… The terms Ego and Id had not yet been applied to the components
of the human psyche when Gilgamesh was written
but the self same dynamics are evident within it
and were clearly known about and well understood.
Curiously enough, Ekidu, contains an ‘id’.
Perhaps Freud, himself, was familiar with the Old Epic?
The two heroes of the epic who are, then,
actually two aspects of the same personality
meet in combat and, being perfectly matched, finally come to terms.
This appears to work for awhile but eventually fails.

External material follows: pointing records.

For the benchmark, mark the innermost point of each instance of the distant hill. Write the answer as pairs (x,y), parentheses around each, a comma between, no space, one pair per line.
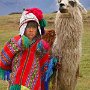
(47,6)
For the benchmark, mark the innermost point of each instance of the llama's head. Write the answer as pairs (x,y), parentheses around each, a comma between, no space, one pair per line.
(65,5)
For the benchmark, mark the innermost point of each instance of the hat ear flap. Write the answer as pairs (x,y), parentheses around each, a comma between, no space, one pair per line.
(42,31)
(42,25)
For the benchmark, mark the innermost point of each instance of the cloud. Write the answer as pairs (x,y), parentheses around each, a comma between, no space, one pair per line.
(47,6)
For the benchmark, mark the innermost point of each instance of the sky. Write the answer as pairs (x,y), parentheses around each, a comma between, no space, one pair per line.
(47,6)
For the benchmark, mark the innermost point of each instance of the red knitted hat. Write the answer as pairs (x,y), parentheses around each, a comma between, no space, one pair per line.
(37,12)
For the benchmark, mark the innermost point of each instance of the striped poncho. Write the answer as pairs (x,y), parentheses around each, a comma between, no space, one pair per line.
(26,68)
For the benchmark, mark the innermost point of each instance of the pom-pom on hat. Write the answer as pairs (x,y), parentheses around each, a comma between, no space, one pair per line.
(33,14)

Put simply, terms are ‘manufactured’ and based on ‘wants’ which are egoic,
whilst, the Id deals only in ‘needs’ which are ‘natural’ and,
therefore, also a part of the bigger picture
which the egoic will never be able to see…
As if there were not already enough food for thought of a psychological nature
within the structure of this ancient tale,
there may also be a folk memory of literally seizmic proportions in there too!
The Bull of Heaven was the Sumerian term
for the Zodiacal constellation of Taurus.
Leaving aside for a moment the question of quite how
such accurate Zodiacal knowledge was
acquired at this early date…
In the Epic of Gilgamesh,
the Bull of Heaven is mythologically depicted
as coming to earth with attendant catastrophic consequences
for the earth and its inhabitants:
earthquakes, tsunami’s, that sort of thing…
Is it beyond the realms of possibility that space debri,
in the form of a comet or asteroid,
striking the earth, could have been regarded as a fallen star system
and its effects recorded in the tale for posterity?